Wednesday, January 13, 2010

BioStor so far

My BioStor project has reached over 13,000 articles, making it a sizeable respository of open access articles on biodiversity. It's still a tiny fraction of what could be extracted from the Biodiversity Heritage Library (BHL), but perhaps it's worth taking stock of what's there.


One pleasing discovery is that, despite the 1923 cut-off due to U.S. copyright, BHL contains a lot of post-1923 articles. Indeed, a sparkline of the number of articles over time shows that the bulk of the articles I've extracted from BHL are from the second half of the twentieth Century. These include journals such as Entomological News, and major herbaria and museum publications, such as Annals of the Missouri Botanical Garden, Breviora, Bulletin of the British Museum (Natural History). Zoology, and Proceedings of the United States National Museum.

This distribution partly reflects my own biased harvesting of BHL, but perhaps it also reflects a transition in publishing (from books and monographs to journals).


The interface to BioStor is still pretty rough, but one thing I've had fun adding is the SIMILE Exhibit widget to the author pages. Exhibit enables faceted browsing, so you can filter an author's list of publications by the journal they published, what year the article was published, and who was a coauthor.


One use I've found is that you can quickly filter out purely nomenclatural papers by select an author's publications in the Bulletin of Zoological Nomenclature.


I'm a fan of sparklines, and I'm a starting to add some to various pages. For example, you can now see a graph of how many papers an author has published over time, the example below is for the prolific Charles P Alexander:


This pretty much sums up search in BioStor at the moment:


The rate of growth of BioStor has been pretty steady, partly because I keep managing to find (or are alerted to, or are given) sources of bibliographic metadata. I'm also adding individual papers as I come across them, either using the Reference finder form directly, or by using OpenURL from within Endnote. But there's still a crying need for large bibliographies that can be harvested.


Individual references can be exported in a range of formats, and there is a RSS feed, but I need to add bulk export (including the ability to dump the whole database).

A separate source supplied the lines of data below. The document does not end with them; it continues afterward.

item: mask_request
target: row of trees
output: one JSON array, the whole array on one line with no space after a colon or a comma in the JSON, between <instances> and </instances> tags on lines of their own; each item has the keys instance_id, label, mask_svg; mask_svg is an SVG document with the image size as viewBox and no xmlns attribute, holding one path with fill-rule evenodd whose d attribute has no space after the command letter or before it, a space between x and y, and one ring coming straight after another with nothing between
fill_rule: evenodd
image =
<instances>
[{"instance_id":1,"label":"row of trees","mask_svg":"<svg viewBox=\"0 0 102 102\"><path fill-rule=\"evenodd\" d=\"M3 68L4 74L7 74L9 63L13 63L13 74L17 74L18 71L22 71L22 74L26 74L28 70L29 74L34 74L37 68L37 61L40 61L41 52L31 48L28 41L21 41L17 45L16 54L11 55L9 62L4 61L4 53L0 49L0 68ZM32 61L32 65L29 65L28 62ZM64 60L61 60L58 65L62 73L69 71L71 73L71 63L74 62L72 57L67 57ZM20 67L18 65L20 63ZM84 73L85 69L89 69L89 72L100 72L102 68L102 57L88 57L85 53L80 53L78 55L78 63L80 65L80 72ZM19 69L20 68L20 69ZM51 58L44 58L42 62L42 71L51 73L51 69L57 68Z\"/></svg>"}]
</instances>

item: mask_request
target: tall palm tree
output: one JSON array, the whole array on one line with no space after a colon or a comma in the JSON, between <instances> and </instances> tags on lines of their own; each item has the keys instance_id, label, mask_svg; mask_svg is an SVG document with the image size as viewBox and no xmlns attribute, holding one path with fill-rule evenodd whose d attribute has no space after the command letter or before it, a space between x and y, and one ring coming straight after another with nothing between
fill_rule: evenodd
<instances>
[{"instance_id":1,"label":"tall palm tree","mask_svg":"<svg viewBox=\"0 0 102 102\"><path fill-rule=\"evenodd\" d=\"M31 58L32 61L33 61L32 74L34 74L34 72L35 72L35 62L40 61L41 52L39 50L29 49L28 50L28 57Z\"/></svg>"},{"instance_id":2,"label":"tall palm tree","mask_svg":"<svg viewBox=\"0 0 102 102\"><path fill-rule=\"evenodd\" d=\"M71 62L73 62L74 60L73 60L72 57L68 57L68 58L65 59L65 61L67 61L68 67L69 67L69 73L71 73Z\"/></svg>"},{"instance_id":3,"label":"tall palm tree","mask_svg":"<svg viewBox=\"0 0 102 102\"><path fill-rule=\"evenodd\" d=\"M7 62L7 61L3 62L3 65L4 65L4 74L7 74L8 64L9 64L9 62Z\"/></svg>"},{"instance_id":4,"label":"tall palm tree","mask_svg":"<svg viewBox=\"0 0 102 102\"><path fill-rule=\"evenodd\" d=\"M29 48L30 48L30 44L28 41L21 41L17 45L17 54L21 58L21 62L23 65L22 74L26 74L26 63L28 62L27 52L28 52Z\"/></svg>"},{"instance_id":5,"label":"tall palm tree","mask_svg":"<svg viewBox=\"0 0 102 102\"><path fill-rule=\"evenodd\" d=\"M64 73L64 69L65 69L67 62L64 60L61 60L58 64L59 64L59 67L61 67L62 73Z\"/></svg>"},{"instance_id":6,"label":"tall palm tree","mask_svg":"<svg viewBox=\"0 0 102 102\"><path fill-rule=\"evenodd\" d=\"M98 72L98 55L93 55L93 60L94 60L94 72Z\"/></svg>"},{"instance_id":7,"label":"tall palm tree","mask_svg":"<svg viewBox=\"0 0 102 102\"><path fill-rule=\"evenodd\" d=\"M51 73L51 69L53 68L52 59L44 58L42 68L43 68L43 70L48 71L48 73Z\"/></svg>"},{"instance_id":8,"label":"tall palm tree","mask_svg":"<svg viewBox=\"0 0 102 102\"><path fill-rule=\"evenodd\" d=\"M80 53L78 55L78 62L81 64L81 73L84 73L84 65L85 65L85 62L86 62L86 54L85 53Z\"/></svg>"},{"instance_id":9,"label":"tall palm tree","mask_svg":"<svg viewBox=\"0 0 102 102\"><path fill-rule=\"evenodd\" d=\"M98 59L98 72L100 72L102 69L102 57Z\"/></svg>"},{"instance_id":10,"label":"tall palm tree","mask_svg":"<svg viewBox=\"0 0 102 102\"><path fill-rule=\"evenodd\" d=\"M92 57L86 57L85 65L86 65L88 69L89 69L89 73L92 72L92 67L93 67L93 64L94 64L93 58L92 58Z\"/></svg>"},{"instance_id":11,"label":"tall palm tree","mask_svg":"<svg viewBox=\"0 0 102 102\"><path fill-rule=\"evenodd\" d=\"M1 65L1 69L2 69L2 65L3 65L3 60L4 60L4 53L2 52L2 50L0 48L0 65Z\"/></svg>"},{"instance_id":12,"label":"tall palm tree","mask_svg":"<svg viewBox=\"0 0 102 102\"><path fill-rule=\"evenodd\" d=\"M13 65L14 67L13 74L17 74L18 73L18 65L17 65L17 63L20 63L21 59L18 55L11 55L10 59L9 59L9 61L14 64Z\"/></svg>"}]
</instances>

The viewer I developed earlier is working reasonably well, but could do with sprucing up. I'm also toying with using other viewers as well as (or instead of) mine. One possibility is iPaper (although this is Flash-based, and I'd like to avoid Flash wherever possible).

Taxonomic names

One thing I've discovered to my horror is just how common it is for the BHL taxon finder to miss obvious taxonomic names. I need to investigate this a bit more, but this is potentially a major issue as taxonomic indexing is one of the primary ways people will find content in BioStor


There's still so much to do. For one thing, the visualisations that originally got me seriously thinking about playing with BHL aren't in BioStor yet. And there's a long to-do list.